Additionally, the Strait of Hormuz remains a focal point. Iran has reportedly laid a dozen naval mines, threatening a shipping route that carries roughly 20% of the world’s oil and liquefied natural gas. Iranian officials have warned that oil could spike toward $200 per barrel if the conflict escalates further.
While the US President claimed the conflict would end soon, and India’s S. Jaishankar engaged with Iran’s foreign minister to ensure safe tanker passage, markets have remained jittery. This heightened geopolitical risk has contributed to XRP’s modest decline, reflecting broader risk-off sentiment across asset classes.
Ripple Announces $750 Million Share Buyback
During a period of heightened market volatility, Ripple announced a $750 million share repurchase program, a move widely interpreted as a sign of confidence in the company’s long-term valuation. The initiative is structured as a tender offer, giving employees and early investors an opportunity to liquidate a portion of their holdings through an organized secondary transaction.

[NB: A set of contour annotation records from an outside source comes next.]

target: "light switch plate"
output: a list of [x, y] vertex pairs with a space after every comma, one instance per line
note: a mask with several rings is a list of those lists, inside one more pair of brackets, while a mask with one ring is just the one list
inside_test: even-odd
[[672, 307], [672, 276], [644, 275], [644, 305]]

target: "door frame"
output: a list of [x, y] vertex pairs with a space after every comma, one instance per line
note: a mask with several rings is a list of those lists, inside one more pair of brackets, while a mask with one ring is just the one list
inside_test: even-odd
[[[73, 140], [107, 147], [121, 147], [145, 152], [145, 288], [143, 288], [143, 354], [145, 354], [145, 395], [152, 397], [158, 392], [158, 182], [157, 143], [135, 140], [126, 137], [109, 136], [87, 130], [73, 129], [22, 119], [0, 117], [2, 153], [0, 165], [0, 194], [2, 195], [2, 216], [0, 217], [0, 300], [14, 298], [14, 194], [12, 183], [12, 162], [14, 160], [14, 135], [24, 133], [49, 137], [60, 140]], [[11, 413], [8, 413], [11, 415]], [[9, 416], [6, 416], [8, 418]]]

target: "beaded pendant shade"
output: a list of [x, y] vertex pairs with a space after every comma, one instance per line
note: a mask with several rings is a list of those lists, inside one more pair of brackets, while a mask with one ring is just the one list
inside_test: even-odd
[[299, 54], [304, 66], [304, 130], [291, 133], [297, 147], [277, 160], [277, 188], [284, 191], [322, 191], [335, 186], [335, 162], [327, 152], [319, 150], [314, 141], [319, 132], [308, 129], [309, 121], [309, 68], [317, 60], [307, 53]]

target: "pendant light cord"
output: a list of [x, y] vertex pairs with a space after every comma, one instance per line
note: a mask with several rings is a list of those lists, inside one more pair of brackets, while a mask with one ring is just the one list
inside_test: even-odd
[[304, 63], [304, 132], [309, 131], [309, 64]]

Bloomberg reports that this move values Ripple at nearly $50 billion, a remarkable increase from the $11.3 billion valuation in January 2024. While this share repurchase does not directly affect XRP tokens, it underscores Ripple’s expansion into regulated financial infrastructure, a trend likely to enhance investor confidence in the associated token over time.
Ripple Moves to Secure Australian Financial Services Licence
Ripple is also taking steps to broaden its regulated payments footprint by seeking an Australian Financial Services Licence through the proposed acquisition of BC Payments Australia Pty Ltd.

The license would allow Ripple to provide a comprehensive end-to-end payments stack in Australia, including settlement, access to local payout partners, and transaction routing through a single integration. The APAC region has become increasingly important, with Ripple reporting nearly double its payments volume year over year in 2025.
Binance XRP Reserves Hit 10-Month Low
On-chain data revealed that Binance’s XRP reserves fell to $3.7 billion on March 10, the lowest level since April 2025. The decline from roughly $3.9 billion on March 6 reflects a tightening supply of XRP on major exchanges.
Historically, Binance reserves have fluctuated, with earlier peaks above $10 billion in January and July 2025. Exchange reserves are closely watched as a gauge of available sell-side liquidity, and this persistent decline may indicate reduced immediate supply, a factor often associated with upward price pressure.
XRP Technical Analysis: Falling Wedge Signals Potential 60% Rebound
From a technical standpoint, XRP appears to be forming a falling wedge pattern on the weekly chart, a structure typically linked to bullish reversals following a prolonged downtrend.

Price action has compressed between two descending trendlines since mid-2025, with the lower boundary acting as key support near the $1.30–$1.35 region. On-chain metrics, coupled with tightening exchange reserves, support the potential for a rebound toward $2.19, representing roughly a 60% upside from current levels.
Traders are also monitoring momentum indicators, including RSI and MACD, which suggest that XRP may be oversold in the short term. If a breakout occurs above the upper wedge boundary, it could trigger a sustained rally, particularly given Ripple’s ongoing corporate developments and geopolitical volatility that may push investors toward digital assets as alternative stores of value.
Outlook: XRP in a High-Stakes Environment
Despite geopolitical uncertainty, XRP’s combination of technical support, corporate strength, and shrinking exchange supply could position it for a significant price rally. While short-term fluctuations may continue, the convergence of a $750 million share buyback, expansion into regulated markets, and APAC growth points to robust long-term fundamentals.
Investors should, however, monitor ongoing developments in the US–Iran conflict, oil prices, and Ripple’s regulatory approvals, as these factors can amplify market volatility. Overall, the current setup indicates that XRP may be poised for a major bullish move, with a potential 60% upside if technical and fundamental catalysts align.